AgNO3 ve KI'yi karşılık gelen eşdeğerlerinde alırsanız, kristal parçacıklar büyüyecek ve önemli boyutlara ulaşacak, kolloidal parçacığın boyutunu bile aşacak ve ardından hızla çökelti.
Aşırı maddelerden birini alırsanız, ondan yapay olarak gümüş iyodür kolloidal parçacıklarının stabilitesi hakkında rapor verecek bir stabilizatör yapabilirsiniz. Aşırı AgNO3 olması durumundasolüsyon daha fazla pozitif gümüş iyonu ve NO3- içerecektir. AgI kristal kafeslerinin oluşum sürecinin Panet-Fajans kuralına uyduğunu bilmek önemlidir. Bu nedenle, yalnızca bu çözeltide gümüş katyonlar (Ag+) ile temsil edilen bu maddeyi oluşturan iyonların varlığında ilerleyebilir.
Pozitif Argentum iyonları, çekirdeğin misel yapısına sıkıca dahil olan ve elektrik potansiyelini ileten kristal kafesinin oluşum seviyesinde tamamlanmaya devam edecektir. Bu nedenle nükleer kafesin yapımını tamamlamak için kullanılan iyonlara potansiyel belirleyici iyonlar denir. Kolloidal bir partikül - miseller - oluşumu sırasında, sürecin bir veya daha fazla seyrini belirleyen başka özellikler vardır. Ancak, burada her şey en önemli unsurlardan bahseden bir örnek kullanılarak ele alındı.
Bazı kavramlar
Koloidal partikül terimi, toplam karşı iyon miktarının adsorpsiyonu sırasında potansiyel belirleyici tipteki iyonlarla aynı anda oluşan adsorpsiyon tabakasıyla yakından ilgilidir.
Bir granül, bir çekirdek ve bir adsorpsiyon tabakasından oluşan bir yapıdır. E-potansiyeliyle aynı işarette bir elektrik potansiyeline sahiptir, ancak değeri daha küçük olacaktır ve adsorpsiyon katmanındaki karşı iyonların başlangıç değerine bağlıdır.

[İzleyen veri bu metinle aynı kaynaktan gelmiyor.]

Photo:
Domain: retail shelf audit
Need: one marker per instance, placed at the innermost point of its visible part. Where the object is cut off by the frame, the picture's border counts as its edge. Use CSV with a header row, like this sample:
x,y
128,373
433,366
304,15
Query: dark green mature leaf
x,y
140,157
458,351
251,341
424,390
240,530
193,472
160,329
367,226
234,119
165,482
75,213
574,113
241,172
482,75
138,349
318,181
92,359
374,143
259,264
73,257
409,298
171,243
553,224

Kolloidal parçacıkların pıhtılaşması, pıhtılaşma adı verilen bir işlemdir. Dağınık sistemlerde küçük partiküllerin oluşmasına neden olur.daha büyük olanlar. İşlem, pıhtılaştırıcı yapılar oluşturmak için küçük yapısal bileşenler arasındaki uyum ile karakterize edilir.